Alright. So the necklace tat clovis gave me last time broke. But I kept the cross pendant. Then, while putting something in my drawer, I found an empty hp keychain wid a hook at the end. Then, an idea came to me. Attached both the cross pendant and the strap together and viola! I got this!

Yes! Nice eh? It’s such a good reminder to me. I hope it doesn’t poke my flesh when I put it in the pocket of my jeans. But I was v pleased wid it and very happy. But the cross a bit pink already. Gotta go perlins to polish it. Hope I can find time one day!! =)

---------------------------------

@ 1:11 am


I GOT MY TIMETABLE MIX-UP!! For maths paper, I tot it was in the morning on thu! Haha. When I entered sch in the morning, I was surprised to see so few JC2s and most of all, I din see my class at their usual table in the café. Which I was certainly v surprised cos ppl lyk jannah, xw and kamalesh are early. But I still headed to morning worship. There, I saw steffi and asked for the timetable frm her. Although she din have it, through her, I found out tat the maths paper was in the afternoon. I was like..wad the…cld have slp in more if I knew it was in the afternoon!! I had to drag myself outta bed tat morning!

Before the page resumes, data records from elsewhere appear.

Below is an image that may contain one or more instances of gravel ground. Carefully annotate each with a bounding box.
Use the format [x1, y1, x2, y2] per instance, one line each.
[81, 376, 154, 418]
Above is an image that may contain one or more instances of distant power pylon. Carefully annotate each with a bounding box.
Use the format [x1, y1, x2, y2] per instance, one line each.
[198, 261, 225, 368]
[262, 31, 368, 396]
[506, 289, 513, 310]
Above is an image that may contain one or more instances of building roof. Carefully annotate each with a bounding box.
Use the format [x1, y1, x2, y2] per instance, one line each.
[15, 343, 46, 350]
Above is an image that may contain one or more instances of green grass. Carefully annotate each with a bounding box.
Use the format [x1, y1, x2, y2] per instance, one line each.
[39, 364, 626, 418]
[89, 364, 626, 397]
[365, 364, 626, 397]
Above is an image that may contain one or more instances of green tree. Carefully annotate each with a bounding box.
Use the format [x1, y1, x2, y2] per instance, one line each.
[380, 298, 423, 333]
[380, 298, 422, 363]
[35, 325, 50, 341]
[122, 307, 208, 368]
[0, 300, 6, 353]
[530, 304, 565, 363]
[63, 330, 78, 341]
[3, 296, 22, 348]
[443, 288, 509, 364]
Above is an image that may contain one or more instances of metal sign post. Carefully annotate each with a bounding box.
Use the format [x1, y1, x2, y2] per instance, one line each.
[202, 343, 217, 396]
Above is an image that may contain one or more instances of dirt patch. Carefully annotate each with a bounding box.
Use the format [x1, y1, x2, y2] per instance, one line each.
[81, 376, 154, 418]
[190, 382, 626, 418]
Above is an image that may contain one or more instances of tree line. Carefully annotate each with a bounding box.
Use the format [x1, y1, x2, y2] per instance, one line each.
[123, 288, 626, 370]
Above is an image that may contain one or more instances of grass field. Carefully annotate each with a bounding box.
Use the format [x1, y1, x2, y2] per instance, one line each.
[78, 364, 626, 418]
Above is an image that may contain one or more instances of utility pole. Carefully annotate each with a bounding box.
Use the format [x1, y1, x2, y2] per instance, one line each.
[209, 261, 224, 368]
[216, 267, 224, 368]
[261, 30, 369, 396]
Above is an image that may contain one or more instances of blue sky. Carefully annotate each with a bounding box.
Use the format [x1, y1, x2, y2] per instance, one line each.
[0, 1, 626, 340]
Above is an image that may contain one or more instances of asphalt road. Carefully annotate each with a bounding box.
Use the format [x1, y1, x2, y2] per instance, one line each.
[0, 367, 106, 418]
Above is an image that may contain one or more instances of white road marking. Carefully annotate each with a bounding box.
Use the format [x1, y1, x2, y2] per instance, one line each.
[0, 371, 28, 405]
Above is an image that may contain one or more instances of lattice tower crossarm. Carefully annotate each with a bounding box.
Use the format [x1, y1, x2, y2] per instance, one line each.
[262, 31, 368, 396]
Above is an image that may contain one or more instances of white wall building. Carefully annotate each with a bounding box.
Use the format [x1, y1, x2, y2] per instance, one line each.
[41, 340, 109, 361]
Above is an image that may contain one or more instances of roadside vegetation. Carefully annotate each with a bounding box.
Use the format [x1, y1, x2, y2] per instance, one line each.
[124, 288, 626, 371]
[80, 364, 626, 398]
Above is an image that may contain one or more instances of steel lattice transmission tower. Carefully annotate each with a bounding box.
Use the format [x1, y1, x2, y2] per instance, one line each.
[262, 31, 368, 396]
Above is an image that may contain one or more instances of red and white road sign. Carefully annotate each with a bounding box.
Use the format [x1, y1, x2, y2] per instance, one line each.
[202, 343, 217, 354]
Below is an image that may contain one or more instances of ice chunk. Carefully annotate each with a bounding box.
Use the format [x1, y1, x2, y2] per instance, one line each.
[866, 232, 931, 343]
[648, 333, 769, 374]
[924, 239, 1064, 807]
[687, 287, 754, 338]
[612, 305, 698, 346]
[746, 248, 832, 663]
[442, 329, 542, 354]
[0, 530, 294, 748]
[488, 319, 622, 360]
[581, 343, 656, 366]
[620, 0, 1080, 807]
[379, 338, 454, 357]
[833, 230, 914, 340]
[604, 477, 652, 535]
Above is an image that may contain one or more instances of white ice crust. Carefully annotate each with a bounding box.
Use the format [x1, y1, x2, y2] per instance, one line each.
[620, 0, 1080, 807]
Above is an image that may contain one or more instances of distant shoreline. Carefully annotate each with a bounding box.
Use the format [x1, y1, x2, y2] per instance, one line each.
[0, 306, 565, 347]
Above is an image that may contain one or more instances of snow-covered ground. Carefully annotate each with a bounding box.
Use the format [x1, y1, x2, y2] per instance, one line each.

Anyway, a few of her classmates were there. So I hang arnd wid them. Was supposed to queue up behind them in the track but I wasn’t walking fast enough and had to stand behind a JC1 class. Not too bad after all. Then, I sat wid them to study. Grace, jia hui, anthea (I lyk tat name. hope I spelled it correctly), xiao ting (I think) and steffi herself. Grace was rather restless and kept playing HP games at one point of time. Steffi and jia hui were plucked into their mp3 and studying. While xiao ting and anthea were studying, definitely. We all sat outside the SC.

And there and then, I got a chance to teach xiao ting. Lyk really a lot. I can’t believe she missed out so much. On the use of GC. She was learning frm her maths guide book how to do the old method but I was teaching her to use the GC. And taught her invNorm too. Boy. And tat maths paper, came out quite a lot of invNorm qns. I hope she understood wad I was explainin and know how to use the GC to do the qns. But all in all, I was glad I got a chance to teach her! =))

The maths paper 2…I DIED IN PURE MATHS!!! Of all the 2 sections, I died in pure maths!! Stats was smooth for me. Except P&C. quite weak in circle qns. So not sure if my ans was correct. But the rest lyk poisson, binomial, probability, normal distribution were okay for me. No circling of qns. No messing up wid GC. No weird ans. But for pure maths, I totally died!

I couldn’t do the first qn on complex no. was totally shocked to see tat the non-argand diagram came out. I guess because of my shock, I din try hard for tat qn. Also, I din study tat section of complex no so I tot I’ll surely will not be able to do it. Nevertheless, I tried the qn but I still failed. I guessed I’d mental block. Couldn’t think a bit more and manipulate the qn so tat I can answer it. In another words, I couldn’t even start. So I had to skip the entire qn of 7 marks!! Then, the nxt qn: DE! Was quite happy. Expected it mah. N aft practising quite a no of time, I tot I could do it. I THOUGHT! But I couldn’t. was stuck when trying to solve it! I forgot tat I’m suppose to get rid of the ln!! so stupid! Dunno how many practices I do already. And H3 maths still got DE tat chap yet I can’t do!! Argh. I spent quite a lot of time on it initially. Can’t accept tat I can’t do it and so I insisted on trying it. But, I had to force myself to move on cos I haven’t touched on stats. So aft completing the entire paper and had left over time, I went back to do tat qn. So all in all, I believe I’d spent arnd half-hour on it. So much rite? And still can’t solve. Sigh. Stupid.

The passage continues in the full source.